El embarque en la puerta. La gente se puso en fila. JW se sentía cansado, sería agradable dormir en el avión.

Se realizó un segundo control de seguridad. Comprobaron otra vez los pasaportes. Los pasajeros tuvieron que salir a la pista, donde hacía viento y un frío que pelaba. Luego al avión. Incluso las azafatas eran más feas que las de los vuelos desde Arlanda. Encontró un asiento, puso la bolsa de Prada en el suelo. Una azafata le pidió que la pusiera arriba. JW se puso testarudo. Insistió. La azafata ni siquiera intentó ser amable. La bolsa fue para arriba.

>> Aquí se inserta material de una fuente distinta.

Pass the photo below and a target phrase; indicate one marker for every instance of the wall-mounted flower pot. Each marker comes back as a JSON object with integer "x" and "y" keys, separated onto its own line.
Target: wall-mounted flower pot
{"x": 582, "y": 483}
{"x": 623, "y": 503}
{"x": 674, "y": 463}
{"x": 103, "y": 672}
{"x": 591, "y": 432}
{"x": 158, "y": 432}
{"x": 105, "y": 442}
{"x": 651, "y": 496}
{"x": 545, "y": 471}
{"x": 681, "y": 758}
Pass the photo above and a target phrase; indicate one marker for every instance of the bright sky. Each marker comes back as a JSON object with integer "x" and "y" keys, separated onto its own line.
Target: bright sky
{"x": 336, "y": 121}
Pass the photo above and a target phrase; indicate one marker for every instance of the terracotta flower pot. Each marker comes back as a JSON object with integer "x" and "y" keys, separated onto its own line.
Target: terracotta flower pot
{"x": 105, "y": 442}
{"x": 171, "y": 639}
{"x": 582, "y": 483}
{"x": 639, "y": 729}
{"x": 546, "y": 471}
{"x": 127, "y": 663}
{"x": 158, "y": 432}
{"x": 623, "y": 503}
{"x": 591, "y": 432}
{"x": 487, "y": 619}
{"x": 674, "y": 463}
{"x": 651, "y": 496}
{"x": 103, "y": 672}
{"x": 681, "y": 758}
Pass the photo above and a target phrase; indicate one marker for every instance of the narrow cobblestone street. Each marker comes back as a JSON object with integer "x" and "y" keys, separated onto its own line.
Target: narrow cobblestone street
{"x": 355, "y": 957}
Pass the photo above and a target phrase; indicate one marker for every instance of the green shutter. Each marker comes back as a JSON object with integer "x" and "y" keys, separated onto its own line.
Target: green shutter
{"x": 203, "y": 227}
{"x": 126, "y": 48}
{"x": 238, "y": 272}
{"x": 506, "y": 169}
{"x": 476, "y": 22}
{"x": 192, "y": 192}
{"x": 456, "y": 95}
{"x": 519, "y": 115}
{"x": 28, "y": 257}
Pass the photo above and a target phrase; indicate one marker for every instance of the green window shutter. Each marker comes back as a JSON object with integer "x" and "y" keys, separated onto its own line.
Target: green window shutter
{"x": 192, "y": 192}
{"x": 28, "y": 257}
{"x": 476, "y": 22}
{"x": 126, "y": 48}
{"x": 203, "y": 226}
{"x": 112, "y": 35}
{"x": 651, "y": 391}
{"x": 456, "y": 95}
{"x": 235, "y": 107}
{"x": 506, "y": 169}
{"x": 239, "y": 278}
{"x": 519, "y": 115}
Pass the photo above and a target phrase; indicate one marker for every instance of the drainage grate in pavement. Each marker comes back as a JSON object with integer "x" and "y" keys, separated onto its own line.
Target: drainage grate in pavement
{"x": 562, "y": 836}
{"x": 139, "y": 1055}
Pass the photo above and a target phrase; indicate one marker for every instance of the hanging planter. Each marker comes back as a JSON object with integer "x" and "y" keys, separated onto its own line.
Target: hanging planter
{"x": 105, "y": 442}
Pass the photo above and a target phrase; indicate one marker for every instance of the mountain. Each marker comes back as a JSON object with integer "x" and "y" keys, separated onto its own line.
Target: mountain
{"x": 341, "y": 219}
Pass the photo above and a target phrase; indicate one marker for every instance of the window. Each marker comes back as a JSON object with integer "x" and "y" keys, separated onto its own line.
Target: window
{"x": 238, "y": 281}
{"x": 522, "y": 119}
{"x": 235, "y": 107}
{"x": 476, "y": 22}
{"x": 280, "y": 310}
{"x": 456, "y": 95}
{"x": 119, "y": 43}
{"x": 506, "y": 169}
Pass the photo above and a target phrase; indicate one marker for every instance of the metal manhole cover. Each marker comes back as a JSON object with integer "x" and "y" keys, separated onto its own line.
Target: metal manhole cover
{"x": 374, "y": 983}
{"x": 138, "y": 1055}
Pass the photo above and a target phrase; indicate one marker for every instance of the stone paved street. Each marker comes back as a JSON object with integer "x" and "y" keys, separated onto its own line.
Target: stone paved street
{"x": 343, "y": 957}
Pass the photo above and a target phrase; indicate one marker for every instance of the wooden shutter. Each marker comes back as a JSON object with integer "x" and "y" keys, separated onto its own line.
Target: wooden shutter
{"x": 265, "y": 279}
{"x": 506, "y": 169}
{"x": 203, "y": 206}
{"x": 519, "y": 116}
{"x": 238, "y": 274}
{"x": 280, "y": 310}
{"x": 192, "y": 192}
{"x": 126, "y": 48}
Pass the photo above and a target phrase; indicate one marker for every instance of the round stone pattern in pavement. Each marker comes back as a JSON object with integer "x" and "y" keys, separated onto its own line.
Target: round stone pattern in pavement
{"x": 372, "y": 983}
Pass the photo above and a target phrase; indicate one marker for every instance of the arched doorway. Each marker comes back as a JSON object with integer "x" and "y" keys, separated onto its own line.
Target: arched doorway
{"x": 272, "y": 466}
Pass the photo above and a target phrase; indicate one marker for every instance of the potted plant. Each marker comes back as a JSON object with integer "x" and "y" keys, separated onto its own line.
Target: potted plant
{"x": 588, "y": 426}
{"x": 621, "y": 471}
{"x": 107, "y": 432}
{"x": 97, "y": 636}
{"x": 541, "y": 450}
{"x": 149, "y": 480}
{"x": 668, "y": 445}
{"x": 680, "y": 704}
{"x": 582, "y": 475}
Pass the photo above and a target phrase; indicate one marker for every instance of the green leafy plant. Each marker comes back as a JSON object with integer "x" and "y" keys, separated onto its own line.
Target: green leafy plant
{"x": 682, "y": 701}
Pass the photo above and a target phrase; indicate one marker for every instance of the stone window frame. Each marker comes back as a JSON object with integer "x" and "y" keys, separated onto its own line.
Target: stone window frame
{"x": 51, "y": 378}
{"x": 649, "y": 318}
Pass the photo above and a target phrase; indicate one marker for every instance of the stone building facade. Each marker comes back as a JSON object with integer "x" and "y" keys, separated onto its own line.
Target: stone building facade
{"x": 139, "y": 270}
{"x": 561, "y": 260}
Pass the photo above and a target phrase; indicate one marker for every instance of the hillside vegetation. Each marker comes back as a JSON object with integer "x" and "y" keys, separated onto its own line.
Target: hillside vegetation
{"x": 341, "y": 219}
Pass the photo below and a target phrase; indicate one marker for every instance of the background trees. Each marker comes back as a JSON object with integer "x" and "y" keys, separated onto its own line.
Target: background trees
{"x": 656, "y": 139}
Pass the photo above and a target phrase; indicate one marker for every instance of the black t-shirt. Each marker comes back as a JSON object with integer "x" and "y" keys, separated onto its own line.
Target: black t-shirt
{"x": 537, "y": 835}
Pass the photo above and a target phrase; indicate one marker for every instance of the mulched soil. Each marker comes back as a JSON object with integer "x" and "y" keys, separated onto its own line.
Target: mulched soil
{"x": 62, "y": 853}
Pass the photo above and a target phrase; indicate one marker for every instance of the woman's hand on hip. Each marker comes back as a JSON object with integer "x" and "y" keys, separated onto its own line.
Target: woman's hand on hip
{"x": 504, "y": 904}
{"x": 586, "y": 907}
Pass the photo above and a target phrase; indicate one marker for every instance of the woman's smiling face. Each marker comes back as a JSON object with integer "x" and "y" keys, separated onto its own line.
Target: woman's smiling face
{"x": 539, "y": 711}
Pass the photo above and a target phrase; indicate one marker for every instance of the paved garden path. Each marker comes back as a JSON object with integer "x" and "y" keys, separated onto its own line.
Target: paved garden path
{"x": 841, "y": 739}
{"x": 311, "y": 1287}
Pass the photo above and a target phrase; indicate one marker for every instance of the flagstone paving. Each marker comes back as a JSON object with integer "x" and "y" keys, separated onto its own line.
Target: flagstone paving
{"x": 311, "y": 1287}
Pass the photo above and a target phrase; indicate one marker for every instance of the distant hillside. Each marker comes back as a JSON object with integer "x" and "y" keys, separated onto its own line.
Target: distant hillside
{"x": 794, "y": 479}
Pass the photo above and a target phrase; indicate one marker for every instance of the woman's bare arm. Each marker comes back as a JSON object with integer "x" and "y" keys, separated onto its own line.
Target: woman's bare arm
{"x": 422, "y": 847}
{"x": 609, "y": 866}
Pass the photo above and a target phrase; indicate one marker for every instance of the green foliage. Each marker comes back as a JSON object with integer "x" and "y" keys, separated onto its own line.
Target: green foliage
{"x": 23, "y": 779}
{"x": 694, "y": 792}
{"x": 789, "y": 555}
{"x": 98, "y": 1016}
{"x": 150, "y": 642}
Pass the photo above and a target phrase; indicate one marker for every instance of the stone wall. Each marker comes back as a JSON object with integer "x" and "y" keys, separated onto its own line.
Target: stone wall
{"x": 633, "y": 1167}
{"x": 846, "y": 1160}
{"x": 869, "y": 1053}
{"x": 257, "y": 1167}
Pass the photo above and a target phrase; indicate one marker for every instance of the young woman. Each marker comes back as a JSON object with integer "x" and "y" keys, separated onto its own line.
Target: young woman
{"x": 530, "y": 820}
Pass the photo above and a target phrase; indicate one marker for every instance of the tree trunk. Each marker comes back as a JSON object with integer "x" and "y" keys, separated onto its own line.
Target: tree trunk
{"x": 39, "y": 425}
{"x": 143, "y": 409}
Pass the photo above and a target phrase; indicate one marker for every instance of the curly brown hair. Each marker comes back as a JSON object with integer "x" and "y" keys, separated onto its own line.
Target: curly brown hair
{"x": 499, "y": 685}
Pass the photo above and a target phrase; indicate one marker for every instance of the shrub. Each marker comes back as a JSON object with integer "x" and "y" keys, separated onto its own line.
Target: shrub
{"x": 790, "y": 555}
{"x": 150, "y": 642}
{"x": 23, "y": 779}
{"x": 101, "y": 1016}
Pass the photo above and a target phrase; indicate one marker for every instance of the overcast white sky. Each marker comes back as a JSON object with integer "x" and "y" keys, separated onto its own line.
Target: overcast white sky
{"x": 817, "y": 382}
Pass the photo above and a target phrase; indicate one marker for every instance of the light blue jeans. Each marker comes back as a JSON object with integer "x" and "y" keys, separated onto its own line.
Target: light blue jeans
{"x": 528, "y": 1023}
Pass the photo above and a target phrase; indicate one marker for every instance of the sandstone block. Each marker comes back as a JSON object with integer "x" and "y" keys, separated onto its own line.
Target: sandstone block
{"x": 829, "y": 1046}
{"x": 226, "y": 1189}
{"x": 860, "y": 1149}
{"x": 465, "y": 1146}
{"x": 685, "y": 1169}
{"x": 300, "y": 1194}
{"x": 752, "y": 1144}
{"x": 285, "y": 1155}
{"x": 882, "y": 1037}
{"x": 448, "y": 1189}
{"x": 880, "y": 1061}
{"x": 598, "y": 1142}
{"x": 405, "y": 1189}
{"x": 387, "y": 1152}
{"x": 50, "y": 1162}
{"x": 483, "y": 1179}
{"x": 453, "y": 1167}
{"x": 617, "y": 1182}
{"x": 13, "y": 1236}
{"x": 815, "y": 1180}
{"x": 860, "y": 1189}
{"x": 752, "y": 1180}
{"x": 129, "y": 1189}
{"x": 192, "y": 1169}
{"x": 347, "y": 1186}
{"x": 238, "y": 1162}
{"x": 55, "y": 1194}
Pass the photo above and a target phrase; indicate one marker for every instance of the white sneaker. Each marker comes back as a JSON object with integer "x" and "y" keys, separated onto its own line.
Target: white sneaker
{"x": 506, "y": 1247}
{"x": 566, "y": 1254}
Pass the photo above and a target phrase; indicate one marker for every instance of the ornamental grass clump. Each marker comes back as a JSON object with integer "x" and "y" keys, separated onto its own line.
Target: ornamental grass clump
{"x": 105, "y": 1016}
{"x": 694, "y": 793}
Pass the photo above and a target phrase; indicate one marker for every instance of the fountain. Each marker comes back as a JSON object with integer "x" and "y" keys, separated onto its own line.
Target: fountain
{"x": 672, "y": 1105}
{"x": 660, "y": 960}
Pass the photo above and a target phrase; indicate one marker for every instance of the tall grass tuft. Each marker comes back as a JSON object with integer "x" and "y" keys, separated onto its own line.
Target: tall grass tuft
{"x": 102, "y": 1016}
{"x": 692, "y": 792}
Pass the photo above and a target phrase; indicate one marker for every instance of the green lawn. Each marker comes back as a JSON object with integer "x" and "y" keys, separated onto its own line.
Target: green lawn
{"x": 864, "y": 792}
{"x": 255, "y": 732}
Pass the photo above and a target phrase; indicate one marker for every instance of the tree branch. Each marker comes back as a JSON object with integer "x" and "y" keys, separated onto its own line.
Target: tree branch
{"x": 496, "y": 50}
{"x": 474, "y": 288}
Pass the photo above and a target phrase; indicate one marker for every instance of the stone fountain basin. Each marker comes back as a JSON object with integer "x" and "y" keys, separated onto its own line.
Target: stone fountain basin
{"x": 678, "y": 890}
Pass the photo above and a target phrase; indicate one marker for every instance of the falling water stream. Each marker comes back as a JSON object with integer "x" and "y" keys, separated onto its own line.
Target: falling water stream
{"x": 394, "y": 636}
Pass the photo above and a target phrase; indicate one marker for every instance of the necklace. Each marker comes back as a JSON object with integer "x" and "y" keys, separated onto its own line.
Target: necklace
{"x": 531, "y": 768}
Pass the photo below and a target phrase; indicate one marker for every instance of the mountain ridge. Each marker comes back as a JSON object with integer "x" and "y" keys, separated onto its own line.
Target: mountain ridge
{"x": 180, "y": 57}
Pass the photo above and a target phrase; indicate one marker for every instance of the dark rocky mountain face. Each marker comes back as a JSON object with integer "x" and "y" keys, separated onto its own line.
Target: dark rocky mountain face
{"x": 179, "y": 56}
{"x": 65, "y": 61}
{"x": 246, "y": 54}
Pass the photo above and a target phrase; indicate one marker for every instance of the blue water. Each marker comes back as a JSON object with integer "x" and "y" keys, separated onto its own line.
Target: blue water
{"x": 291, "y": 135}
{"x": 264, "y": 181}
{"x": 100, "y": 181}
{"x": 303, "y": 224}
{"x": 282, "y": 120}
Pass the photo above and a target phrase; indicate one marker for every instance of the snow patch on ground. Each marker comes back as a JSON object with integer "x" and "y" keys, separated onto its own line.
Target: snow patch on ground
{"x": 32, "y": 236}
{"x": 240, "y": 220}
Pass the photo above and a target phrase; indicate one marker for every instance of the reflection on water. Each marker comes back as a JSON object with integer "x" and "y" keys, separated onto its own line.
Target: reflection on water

Puta mierda. JW se prometió a sí mismo: La próxima vez,
business class.

Realizaron la demostración de seguridad. JW leyó su revista. El avión despegó.

Se inclinó hacia atrás. Cerró los ojos.

Se relajó.

—¡Pip, pip! —gritó alguien tras él.

Se volvió. Pensó: Este día va a ser lamentable. JW no los había visto al embarcar. Detrás de él estaba sentado un grupo de hinchas de fútbol ya demasiado alegres. Uno de ellos seguía gritando con la cara totalmente enrojecida. Los otros tíos se reían histéricamente.

Una azafata se acercó por el pasillo con pasos decididos:

—Disculpen, ¿puedo ayudarles en algo?

El chico señaló el botón del techo.

—He apretado este botón, pero no venía nadie, así que he dicho «pip» yo mismo.

Los chicos se partían.

La azafata le reprendió. Más carcajadas.